Belgian live industry go to court over the Sabam rate hike

July 2017

Live events sector, collection societies


The live sector in Belgian including the Rock Werchter, Pukkelpop and Night Of The Proms, festivals and tour promoter GraciaLive are heading to court with the  country’s performing rights organisation Sabam over the new royalty rates introduced at the start of the year by the PRO.

Sabam justified the recent changes to the live event tariffs to bring Belgium more in line with royalties charged elsewhere in Europe.  Jan Vereecke of Night Of The Proms promoter PSE told HLN: “Sabam has unilaterally decided to increase its tariffs by 30%. It says this is based on what is charged by societies in neighbouring countries, but the rate increase is a simple abuse of monopoly”, adding “Actually, the whole system is outdated. Sabam takes a percentage of our ticket sales. But the shows of today are different than ten years ago, as staging, large screens, fireworks and such like become more common. These production elements increase the costs of the show, and therefore the cost of the ticket, and Sabam gets to skim more off the top. That is wrong”.

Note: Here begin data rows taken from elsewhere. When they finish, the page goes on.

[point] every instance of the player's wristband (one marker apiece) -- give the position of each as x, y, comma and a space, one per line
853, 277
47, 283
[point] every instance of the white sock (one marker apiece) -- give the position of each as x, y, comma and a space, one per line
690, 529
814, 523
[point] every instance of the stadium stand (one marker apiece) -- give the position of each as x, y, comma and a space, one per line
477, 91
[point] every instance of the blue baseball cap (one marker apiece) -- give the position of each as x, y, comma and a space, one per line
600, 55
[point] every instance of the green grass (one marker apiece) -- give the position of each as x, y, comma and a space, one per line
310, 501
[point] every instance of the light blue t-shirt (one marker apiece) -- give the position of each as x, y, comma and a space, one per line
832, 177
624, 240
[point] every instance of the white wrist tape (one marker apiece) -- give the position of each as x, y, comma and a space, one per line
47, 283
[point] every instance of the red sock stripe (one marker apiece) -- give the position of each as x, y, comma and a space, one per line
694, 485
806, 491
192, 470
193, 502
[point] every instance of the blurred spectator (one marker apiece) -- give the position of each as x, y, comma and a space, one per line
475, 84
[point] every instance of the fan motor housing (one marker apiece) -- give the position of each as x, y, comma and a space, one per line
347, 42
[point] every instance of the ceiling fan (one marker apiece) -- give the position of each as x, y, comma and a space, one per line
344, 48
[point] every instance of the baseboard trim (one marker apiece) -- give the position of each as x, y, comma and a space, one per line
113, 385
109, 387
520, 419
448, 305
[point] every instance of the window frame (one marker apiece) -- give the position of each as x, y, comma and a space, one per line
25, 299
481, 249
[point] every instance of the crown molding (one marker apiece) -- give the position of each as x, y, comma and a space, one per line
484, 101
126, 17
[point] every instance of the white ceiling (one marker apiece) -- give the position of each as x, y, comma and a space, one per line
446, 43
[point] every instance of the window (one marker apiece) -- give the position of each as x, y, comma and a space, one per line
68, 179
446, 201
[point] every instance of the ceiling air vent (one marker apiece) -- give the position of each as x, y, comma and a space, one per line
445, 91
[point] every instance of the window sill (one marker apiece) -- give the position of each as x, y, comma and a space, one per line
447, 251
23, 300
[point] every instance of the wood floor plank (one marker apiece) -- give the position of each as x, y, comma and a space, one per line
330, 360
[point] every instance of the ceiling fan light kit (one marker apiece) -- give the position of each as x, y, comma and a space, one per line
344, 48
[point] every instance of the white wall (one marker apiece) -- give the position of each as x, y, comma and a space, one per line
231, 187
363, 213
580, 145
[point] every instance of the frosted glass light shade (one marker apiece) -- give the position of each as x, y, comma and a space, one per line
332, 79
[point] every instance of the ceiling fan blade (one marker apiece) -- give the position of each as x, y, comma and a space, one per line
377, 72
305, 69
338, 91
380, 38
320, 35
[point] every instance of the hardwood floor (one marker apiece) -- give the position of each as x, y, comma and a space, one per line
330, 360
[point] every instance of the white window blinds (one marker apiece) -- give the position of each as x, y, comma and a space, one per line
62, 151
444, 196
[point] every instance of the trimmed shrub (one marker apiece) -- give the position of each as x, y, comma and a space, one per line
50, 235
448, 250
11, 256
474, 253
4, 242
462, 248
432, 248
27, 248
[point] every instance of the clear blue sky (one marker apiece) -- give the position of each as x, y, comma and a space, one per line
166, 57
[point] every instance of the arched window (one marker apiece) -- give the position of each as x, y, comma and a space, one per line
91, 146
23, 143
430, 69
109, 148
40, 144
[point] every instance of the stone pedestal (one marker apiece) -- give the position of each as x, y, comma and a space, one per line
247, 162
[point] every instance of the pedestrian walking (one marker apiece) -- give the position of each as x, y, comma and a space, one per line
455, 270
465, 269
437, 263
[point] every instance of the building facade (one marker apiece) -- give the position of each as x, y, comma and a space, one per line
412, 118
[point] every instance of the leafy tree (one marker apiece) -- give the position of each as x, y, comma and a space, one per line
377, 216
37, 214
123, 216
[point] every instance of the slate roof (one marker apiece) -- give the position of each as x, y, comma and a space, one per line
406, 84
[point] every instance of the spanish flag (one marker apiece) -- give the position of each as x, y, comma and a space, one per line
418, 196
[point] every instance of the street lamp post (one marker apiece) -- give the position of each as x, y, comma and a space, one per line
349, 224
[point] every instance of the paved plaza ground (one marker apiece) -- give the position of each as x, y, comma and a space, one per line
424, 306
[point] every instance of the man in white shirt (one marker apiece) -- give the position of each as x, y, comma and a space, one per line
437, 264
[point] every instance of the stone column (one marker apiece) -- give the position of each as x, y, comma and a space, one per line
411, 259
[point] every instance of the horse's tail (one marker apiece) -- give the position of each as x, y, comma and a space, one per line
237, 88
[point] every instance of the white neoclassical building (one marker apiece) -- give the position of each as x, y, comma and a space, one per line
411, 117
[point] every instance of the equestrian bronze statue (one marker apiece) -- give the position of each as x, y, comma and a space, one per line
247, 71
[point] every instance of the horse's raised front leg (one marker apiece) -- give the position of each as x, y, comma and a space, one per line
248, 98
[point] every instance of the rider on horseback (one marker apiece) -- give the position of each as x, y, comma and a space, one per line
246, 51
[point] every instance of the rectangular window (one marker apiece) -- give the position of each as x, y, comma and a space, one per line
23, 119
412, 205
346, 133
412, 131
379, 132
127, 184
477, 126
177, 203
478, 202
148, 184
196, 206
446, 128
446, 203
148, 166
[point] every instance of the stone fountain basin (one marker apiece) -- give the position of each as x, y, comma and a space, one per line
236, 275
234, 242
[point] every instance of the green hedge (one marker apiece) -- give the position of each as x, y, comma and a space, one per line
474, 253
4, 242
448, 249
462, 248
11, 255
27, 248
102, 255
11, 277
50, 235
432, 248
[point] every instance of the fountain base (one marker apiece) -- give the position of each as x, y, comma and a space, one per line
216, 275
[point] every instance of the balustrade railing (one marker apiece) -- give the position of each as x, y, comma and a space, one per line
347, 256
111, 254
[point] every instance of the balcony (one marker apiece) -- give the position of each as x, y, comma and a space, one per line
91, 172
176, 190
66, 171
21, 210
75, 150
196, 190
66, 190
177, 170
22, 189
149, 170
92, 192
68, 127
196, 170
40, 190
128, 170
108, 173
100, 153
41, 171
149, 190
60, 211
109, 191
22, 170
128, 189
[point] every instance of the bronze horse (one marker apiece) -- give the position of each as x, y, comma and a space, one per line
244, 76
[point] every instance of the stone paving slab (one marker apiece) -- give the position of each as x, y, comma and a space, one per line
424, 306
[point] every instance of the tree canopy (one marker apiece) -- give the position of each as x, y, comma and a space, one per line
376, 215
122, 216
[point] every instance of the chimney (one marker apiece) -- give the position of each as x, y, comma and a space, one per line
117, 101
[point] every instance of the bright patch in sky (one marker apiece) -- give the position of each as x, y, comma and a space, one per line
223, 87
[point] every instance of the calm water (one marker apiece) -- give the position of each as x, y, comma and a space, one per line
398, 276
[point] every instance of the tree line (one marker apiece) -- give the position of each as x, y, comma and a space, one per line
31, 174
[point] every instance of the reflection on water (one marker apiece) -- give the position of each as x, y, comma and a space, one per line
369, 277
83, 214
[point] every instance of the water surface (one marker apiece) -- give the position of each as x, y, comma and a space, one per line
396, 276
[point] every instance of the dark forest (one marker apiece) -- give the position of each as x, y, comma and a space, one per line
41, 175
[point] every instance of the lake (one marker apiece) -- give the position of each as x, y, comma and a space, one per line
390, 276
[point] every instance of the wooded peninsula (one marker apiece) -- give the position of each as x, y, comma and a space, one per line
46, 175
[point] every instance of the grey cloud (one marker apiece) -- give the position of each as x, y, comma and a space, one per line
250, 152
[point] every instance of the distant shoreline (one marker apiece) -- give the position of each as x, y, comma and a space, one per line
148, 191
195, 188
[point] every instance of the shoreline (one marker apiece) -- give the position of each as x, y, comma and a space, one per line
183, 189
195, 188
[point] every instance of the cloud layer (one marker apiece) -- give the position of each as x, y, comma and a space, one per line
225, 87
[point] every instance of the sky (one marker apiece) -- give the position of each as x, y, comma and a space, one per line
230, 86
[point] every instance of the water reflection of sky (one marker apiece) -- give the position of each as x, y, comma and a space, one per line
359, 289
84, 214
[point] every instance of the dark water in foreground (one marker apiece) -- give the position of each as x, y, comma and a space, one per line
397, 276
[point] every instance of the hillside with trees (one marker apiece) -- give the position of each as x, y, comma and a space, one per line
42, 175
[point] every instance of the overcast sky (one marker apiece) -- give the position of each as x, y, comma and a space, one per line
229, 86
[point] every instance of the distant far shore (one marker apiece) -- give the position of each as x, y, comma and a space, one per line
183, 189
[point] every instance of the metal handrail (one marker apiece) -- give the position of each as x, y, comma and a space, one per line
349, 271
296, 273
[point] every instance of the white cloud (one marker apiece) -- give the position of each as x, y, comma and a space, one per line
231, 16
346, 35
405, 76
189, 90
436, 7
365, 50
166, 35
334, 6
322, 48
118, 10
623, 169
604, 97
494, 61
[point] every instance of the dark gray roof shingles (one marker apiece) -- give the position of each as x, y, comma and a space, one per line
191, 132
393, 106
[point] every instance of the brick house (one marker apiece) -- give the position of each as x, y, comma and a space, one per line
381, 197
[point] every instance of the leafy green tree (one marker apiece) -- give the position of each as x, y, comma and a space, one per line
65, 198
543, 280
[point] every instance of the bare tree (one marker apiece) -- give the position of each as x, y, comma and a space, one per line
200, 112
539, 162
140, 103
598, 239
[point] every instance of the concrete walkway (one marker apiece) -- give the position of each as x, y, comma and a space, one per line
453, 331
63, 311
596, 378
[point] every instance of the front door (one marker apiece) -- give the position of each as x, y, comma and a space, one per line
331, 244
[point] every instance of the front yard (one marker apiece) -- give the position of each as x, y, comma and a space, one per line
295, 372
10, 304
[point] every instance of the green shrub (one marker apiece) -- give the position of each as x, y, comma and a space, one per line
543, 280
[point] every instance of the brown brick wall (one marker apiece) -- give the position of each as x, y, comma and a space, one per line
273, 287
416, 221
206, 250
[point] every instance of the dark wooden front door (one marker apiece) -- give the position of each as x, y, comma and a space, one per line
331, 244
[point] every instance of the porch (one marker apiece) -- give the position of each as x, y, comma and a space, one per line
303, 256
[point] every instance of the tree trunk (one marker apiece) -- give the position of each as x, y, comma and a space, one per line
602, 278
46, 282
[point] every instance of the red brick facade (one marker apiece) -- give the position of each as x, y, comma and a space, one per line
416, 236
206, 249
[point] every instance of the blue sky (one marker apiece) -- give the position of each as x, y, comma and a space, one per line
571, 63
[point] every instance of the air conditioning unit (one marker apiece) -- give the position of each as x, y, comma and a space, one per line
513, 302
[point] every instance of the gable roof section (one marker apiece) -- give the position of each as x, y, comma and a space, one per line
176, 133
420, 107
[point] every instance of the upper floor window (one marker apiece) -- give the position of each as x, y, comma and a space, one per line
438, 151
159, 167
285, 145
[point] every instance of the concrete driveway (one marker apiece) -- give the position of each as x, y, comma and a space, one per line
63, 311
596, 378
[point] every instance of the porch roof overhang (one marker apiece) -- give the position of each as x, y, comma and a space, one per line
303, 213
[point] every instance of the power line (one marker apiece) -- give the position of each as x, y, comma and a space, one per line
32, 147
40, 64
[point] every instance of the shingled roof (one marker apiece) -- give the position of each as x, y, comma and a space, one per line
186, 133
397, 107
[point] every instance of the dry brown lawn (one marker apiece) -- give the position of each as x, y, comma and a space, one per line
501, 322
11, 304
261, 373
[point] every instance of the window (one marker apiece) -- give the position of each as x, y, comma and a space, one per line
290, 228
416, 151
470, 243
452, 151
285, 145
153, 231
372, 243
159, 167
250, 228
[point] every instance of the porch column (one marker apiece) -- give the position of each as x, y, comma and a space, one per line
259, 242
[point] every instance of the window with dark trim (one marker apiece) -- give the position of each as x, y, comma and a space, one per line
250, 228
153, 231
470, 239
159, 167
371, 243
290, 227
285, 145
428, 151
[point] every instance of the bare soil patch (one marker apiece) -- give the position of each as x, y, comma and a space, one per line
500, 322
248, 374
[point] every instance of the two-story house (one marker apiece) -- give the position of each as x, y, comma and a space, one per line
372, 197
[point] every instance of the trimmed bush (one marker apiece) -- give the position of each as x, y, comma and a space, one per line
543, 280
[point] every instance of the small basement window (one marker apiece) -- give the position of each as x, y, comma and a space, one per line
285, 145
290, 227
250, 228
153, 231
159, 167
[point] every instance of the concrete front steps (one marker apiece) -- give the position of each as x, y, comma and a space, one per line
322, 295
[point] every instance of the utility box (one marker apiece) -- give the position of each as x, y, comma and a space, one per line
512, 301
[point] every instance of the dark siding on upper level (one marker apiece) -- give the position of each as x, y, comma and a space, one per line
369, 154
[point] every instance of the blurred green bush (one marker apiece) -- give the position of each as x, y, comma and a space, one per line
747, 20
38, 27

And in the USA, the ongoing issues around a planned move to ‘100% licensing’ rumble on: Last year the the US Department Of Justice last year announed that on the DOJ’s understanding reading of the so called consent decrees that regulate American performing rights organisations BMI and ASCAP – the two PROs are obliged to offer so called 100% licences – but music publishers, songwriters and the PROs are keen to maintain a system where a licensee must obtain licences from whichever societies or publishers controlled the work in question.  BMI took the matter to the rate court that oversees the consent decree s where Judge Louis L Stanton sided with the songwriters. The DoJ is now appealing that decision. And this week it emerged that a consortium of music users – including broadcasters and tech giants – is formally backing the DoJ’s appeal, saying that allowing BMI and ASCAP to operate a fractional licensing system would have “devastating real-world consequences” on some licensees. 

The recent amicus brief backing the DoJ’s appeal said that fractional licensing could result in higher royalty payments for licensees, and also a greater risk of music users being liable for copyright infringement: According to the amicus brief, “users that cannot control the music they perform, such as restaurants, bars, radio and television stations and cable/internet-delivered program services (which transmit syndicated programming and other programs/movies often decades old), [are] particularly vulnerable to inflated fee demands by hold-out co-owners of split works” under a fractional licensing system. BMI’s CEO Mike O’Neill said: “While we are not surprised the DoJ chose to pursue its appeal, we still hope for the opportunity to sit down with the new administration and educate it about the chaos that would result in the marketplace if the DOJ’s interpretation of BMI’s consent decree were implemented” adding “The DoJ’s 100% licensing position, an entirely new interpretation never raised by the department before, unfairly advantages music users at the expense of the American songwriter and upends a longstanding industry practice that has worked effectively for decades. We believe Judge Stanton’s decision is correct and look forward to vigorously defending our position in the Court Of Appeals for the Second Circuit”.